Glutamatergic neurotransmission is considered an underlying factor of epilepsy (Guo et al., 2010), and endogenous glutamate is elevated after SE (Kanda et al., 1996). Most endogenous glutamate produced during epilepsy is removed through excitatory amino acid transporters (EAATs) and glutamate receptors (Guo et al., 2010). Notably, EAAT2 has been reported to be responsible for up to 90% of the total glutamate uptake (Tanaka et al., 1997), with the upregulation of EAAT2 protein shown to be a marker of increased glutamate concentrations (Vasilev et al., 2018). The results of experiment 1 showed that EAAT2 protein was significantly upregulated post-SE, specifically at 60 minutes (P < 0.01), 1 day (P < 0.01), and 2 days (P < 0.05), and the degree of upregulation was higher than that in the control group (Figure 4A and B). Previous studies have shown that excess extracellular glutamate is an important risk factor for epilepsy as it over-activates glutamate receptors (Salt and Cordeiro, 2006; Seki and Lipton, 2008). In addition, evidence indicates an increase in glutamate binding to elevated group I mGluRs (mGluR1 and mGluR5) (Schr?eder et al., 1999). In this study, we focused on mGluR1 expression owing to its relevance in the occurrence of epilepsy (Aronica et al., 2003). Our results showed that mGluR1 protein was significantly upregulated in the hippocampal CA1 region at 60 minutes post-SE (P < 0.05) and increased to the highest level at 1 day (P < 0.01) post-SE, followed by returning to control levels at 2 days (P > 0.05; Figure 4A and C).

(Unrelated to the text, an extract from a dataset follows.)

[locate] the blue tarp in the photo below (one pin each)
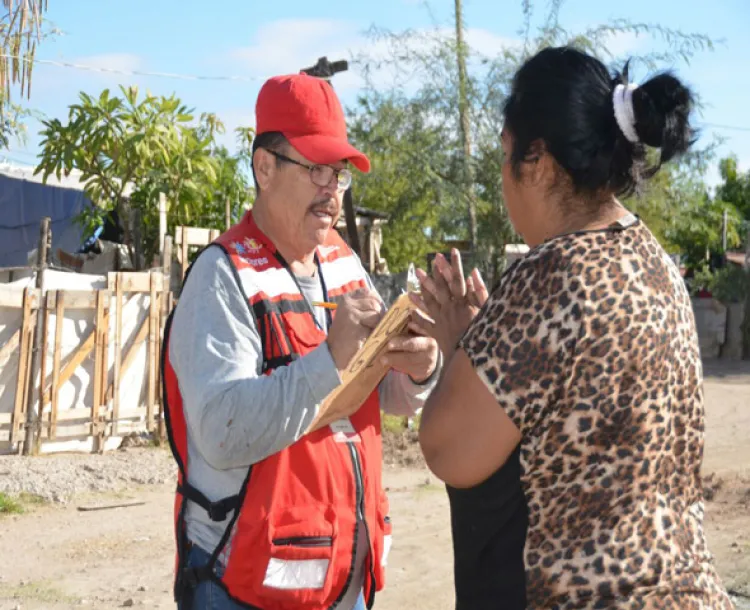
(23, 204)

The above results revealed upregulated mGluR1 protein and downregulated HCN1 protein at 1 day post-SE in the hippocampal CA1 region. This contrasting pattern of expression led us to hypothesize that the two proteins might be correlated. Previous studies have reported that HCN1 and mGluR1 are co-localized in the soma and apical dendrites of anterior cingulate cortex layer 5 pyramidal neurons (Gao et al., 2016). Therefore, we applied double immunofluorescence labeling to analyze their relationship in the hippocampal CA1 region in experiment 1. The results revealed that HCN1 and mGluR1 were co-localized in hippocampal CA1 pyramidal neurons (Figure 4D).

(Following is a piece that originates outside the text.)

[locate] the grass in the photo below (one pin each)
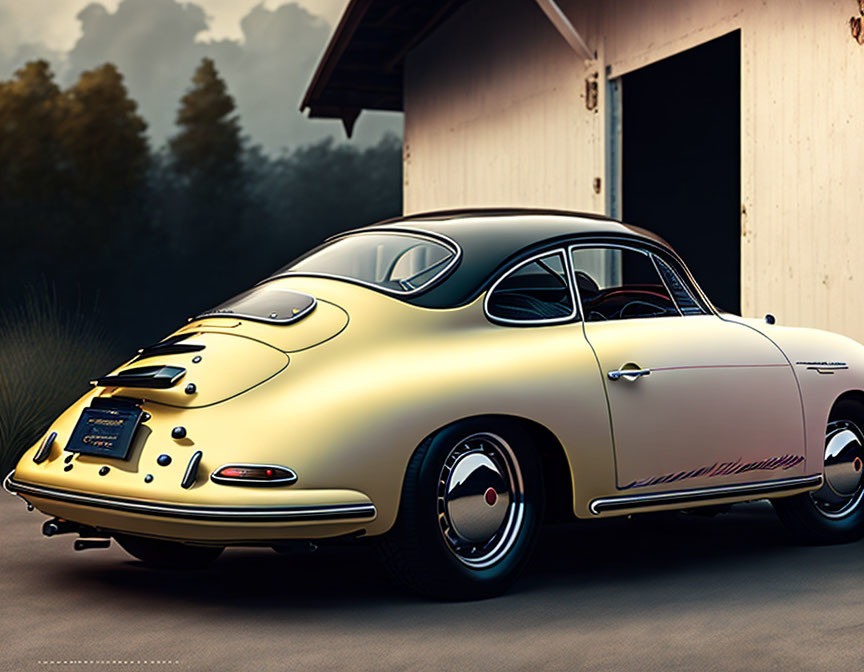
(48, 354)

Figure 5|Western blot analysis and immunofluorescence staining showing HCN1 and mGluR1 protein expression after SE in the presence of DHPG or LY367385.

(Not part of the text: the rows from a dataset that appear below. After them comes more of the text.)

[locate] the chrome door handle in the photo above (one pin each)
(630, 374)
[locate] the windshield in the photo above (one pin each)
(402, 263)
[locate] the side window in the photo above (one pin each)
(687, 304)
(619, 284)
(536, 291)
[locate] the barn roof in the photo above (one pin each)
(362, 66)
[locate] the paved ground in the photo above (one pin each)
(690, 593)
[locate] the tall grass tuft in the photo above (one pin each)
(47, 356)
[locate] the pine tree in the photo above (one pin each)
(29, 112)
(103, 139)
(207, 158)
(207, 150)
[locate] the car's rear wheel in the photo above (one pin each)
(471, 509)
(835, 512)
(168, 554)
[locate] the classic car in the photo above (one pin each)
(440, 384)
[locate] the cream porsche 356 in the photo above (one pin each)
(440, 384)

Previous studies have shown that the activation of mGluRs potentially reduces HCN channels function by altering kinase activity and inducing entorhinal cortex plasticity (Brager and Johnston, 2007). The results of the present study revealed the upregulation of EAAT2, which subsequently activated mGluR1. Moreover, HCN1 channel protein was downregulated almost simultaneously, especially at 1 day post-SE. Double immunofluorescence labeling results in experiment 1 indicated that mGluR1 and HCN1 were co-localized in hippocampal CA1 pyramidal neurons. Thus, we hypothesized that increased glutamate after SE may activate mGluR1 expression, thereby inhibiting HCN1 channel to test this hypothesis, we evaluated the effect of mGluR1 agonist and antagonist on HCN1 channel. In part I of experiment 2, groups without PTZ administration showed no spontaneous epileptic seizures after the intracerebroventricular injection of drugs. Next, we evaluated changes in the expression of mGluR1 and HCN1 proteins in our model via western blot assays and immunofluorescence staining. The results revealed the significant downregulation of HCN1 total protein in the DHPG group (P < 0.05), whereas mGluR1 protein was significantly upregulated in the DHPG group compared with that in the NS group (P < 0.01; Figure 5A–C). This effect simulated the alteration in HCN1 and mGluR1 protein at 1 day post-SE. These results imply that mGluR1 activation simultaneously upregulated mGluR1 and downregulated HCN1. Moreover, total HCN1 protein was slightly upregulated in the LY367385 group, although this was not significantly different compared with that in the NS group (P > 0.05; Figure 5A–C). Conversely, mGluR1 protein was significantly downregulated in the LY367385 compared with that in the control group (P < 0.05; Figure 5A–C). The results from double immunofluorescence labeling corroborated those from western blot assays (Figure 5D–F).